Jerusalem, Dec. 28: New York City’s Roosevelt Island is half a world away from the Technion’s home on Mount Carmel. But that is exactly the point, said Oded Shmueli, vice-president for research, explaining why the Israeli university is embarking on an ambitious multi-billion-dollar joint venture with Cornell to build a new technology institute of higher education in New York.
The city will benefit from the new university, drawing high-tech businesses, and creating new jobs and new companies. But the Technion, also known as the Israel Institute of Technology, will benefit too by raising its profile in the scientific world and attracting new human and financial resources.
“If you look at science and technology today, it’s no longer a local affair. Our scientists cooperate with scientists worldwide,” Shmueli told The Media Line.
Shmueli was speaking a day after the city announced the two universities had won a heated competition to build the campus on a small island off Manhattan. Their joint proposal calls for spending $2 billion to build a campus of 2,500 students and 280 faculty with the aim of not just conducting research and teaching but acting as an incubator of high-tech startups. The plan includes a $150 million revolving credit line to get them off the ground.
“Thanks to this outstanding partnership and groundbreaking proposal from Cornell and the Technion, New York City’s goal of becoming the global leader in technological innovation is now within sight,” New York Mayor Michael Bloomberg said last week. “By adding a new state-of-the-art institution to our landscape, we will educate tomorrow’s entrepreneurs and create the jobs of the future.”
Although it is the world financial capital, New York has been a laggard in luring technology companies. It only recently overtook Boston for attracting venture capital for startups and Bloomberg has bemoaned the shortage of engineers in the city. The new institution, when fully up and running will increase the number of locally trained graduates in engineering by 70 per cent.

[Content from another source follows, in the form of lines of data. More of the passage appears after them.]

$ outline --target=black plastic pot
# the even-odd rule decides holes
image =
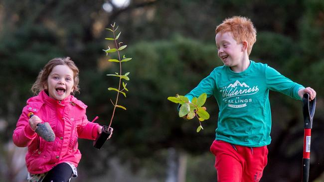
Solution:
[[[96,140],[93,142],[93,147],[98,149],[101,148],[105,142],[107,140],[107,139],[110,135],[109,127],[107,126],[103,126],[101,131],[101,133],[98,135],[97,138],[96,138]]]

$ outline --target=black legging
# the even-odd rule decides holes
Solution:
[[[47,173],[42,182],[68,182],[72,173],[70,165],[65,163],[60,163]]]

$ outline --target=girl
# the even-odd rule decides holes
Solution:
[[[87,106],[71,95],[79,92],[78,74],[70,58],[54,58],[31,88],[37,95],[27,100],[12,136],[17,146],[28,147],[28,182],[69,182],[76,178],[81,157],[78,138],[95,140],[101,133],[101,126],[87,119]],[[30,112],[34,115],[29,118]],[[55,134],[54,141],[47,142],[35,133],[37,124],[43,122],[49,123]]]

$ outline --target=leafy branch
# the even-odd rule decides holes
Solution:
[[[110,59],[108,60],[108,61],[111,62],[118,63],[119,64],[119,73],[116,72],[115,73],[115,74],[108,74],[107,75],[109,76],[112,76],[112,77],[115,77],[118,78],[119,79],[119,84],[118,85],[118,88],[114,88],[111,87],[108,88],[109,91],[114,91],[117,92],[116,100],[115,101],[115,102],[113,102],[113,100],[110,99],[111,103],[114,105],[114,109],[113,110],[113,114],[111,116],[111,119],[110,119],[110,122],[109,123],[109,125],[108,126],[109,127],[110,127],[110,126],[111,125],[111,123],[113,122],[113,119],[114,119],[114,116],[115,115],[115,111],[116,110],[116,107],[121,108],[124,110],[126,110],[126,107],[122,105],[118,105],[118,98],[119,97],[120,93],[122,93],[126,97],[126,91],[128,91],[128,89],[127,89],[127,88],[126,88],[126,86],[127,86],[127,84],[125,84],[124,82],[122,82],[122,80],[125,80],[126,81],[130,80],[130,78],[128,77],[130,72],[127,72],[125,74],[123,74],[122,73],[122,63],[126,62],[132,60],[132,58],[126,58],[125,55],[123,56],[122,57],[121,57],[121,54],[120,51],[126,48],[126,47],[127,47],[127,45],[122,45],[123,44],[123,42],[119,42],[117,43],[117,40],[119,38],[119,36],[120,36],[121,33],[122,32],[120,32],[119,33],[118,33],[118,34],[117,34],[117,35],[116,36],[116,34],[117,33],[116,31],[118,29],[118,26],[117,26],[115,28],[115,23],[114,23],[114,24],[111,24],[110,25],[111,26],[111,28],[106,28],[106,29],[113,33],[113,37],[106,38],[105,39],[113,41],[114,43],[115,43],[115,45],[116,48],[111,49],[110,47],[108,46],[108,49],[103,50],[103,51],[106,52],[107,56],[108,55],[108,53],[111,53],[116,52],[117,52],[118,54],[118,59]]]
[[[207,94],[203,93],[198,98],[193,97],[189,101],[187,97],[176,94],[175,96],[169,96],[167,99],[172,102],[181,104],[179,109],[179,117],[183,117],[187,120],[196,117],[198,119],[199,126],[197,128],[197,132],[203,129],[201,122],[209,118],[209,114],[206,111],[205,107],[202,105],[206,102]]]

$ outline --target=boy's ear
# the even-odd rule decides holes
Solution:
[[[242,51],[247,50],[248,48],[248,42],[247,41],[243,41],[242,43]]]

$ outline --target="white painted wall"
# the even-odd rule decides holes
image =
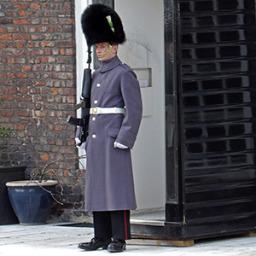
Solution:
[[[116,0],[115,10],[127,38],[119,57],[131,68],[152,68],[152,87],[141,90],[144,116],[132,150],[137,207],[161,207],[166,203],[163,1]]]

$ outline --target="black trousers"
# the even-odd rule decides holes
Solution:
[[[95,237],[131,239],[130,211],[93,212]]]

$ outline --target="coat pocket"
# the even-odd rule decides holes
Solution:
[[[108,136],[113,137],[117,137],[119,132],[119,130],[118,130],[118,129],[112,128],[112,129],[108,130]]]

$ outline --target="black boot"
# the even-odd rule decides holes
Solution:
[[[126,242],[125,240],[115,239],[108,247],[109,253],[124,252],[126,248]]]
[[[92,238],[90,242],[80,242],[79,244],[79,248],[85,251],[95,251],[101,247],[102,249],[107,249],[110,242],[110,238]]]

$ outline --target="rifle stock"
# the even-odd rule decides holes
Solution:
[[[81,118],[74,118],[69,115],[67,119],[67,123],[81,127],[81,129],[78,130],[79,133],[78,137],[81,141],[81,143],[79,143],[79,146],[80,146],[83,143],[86,141],[88,134],[88,125],[90,108],[90,86],[91,70],[89,67],[84,70],[82,93],[80,97],[81,102],[76,104],[73,108],[74,110],[78,110],[80,108],[82,108]]]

The Technion has had a successful history of morphing its academic research into commercial technology and in the process attracting technology startups and multinational R&D operations into its orbit. Its Alfred Mann Institute, set up four years ago, is dedicated to creating practical applications for medical-technology research.
The Cornell-Technion partnership was formed only a few months ago after the two institutions filed separate expressions of interest in the campus New York wanted to develop. The two institutions had no formal ties beforehand.
“It will be a good match, based on history, based on complementary assets,” said Shmueli, who is a computer scientist by training. “We understood we couldn’t do it ourselves.”
The partnership was up against stiff competition, although one major contender – Stanford University – dropped out at the last minute. That left the two vying with Columbia University and groups led by Carnegie Mellon University and New York University. The Cornell-Technion bid was given an 11th-hour boost by a gift of $350 million to Cornell for the venture.
The two universities are both well respected academically. Cornell, based in the upstate New York town of Ithaca ranked 13th among 500 in last year’s Academic Ranking of World Universities, which rates institutions of higher education based on the number alumni and staff winning Nobel and other prizes, as well as research citations in top academic journals.
The Technion tied with other institutions at 102, making it the No. 2-ranked Israeli university after the Hebrew University of Jerusalem. It ranked it 15th in the world in computer science, 42nd in engineering/technology, and 51st in natural sciences and mathematics All seven Israeli universities made it onto the top-500 list, the 13th-largest national group even though Israel is a country of just seven million people.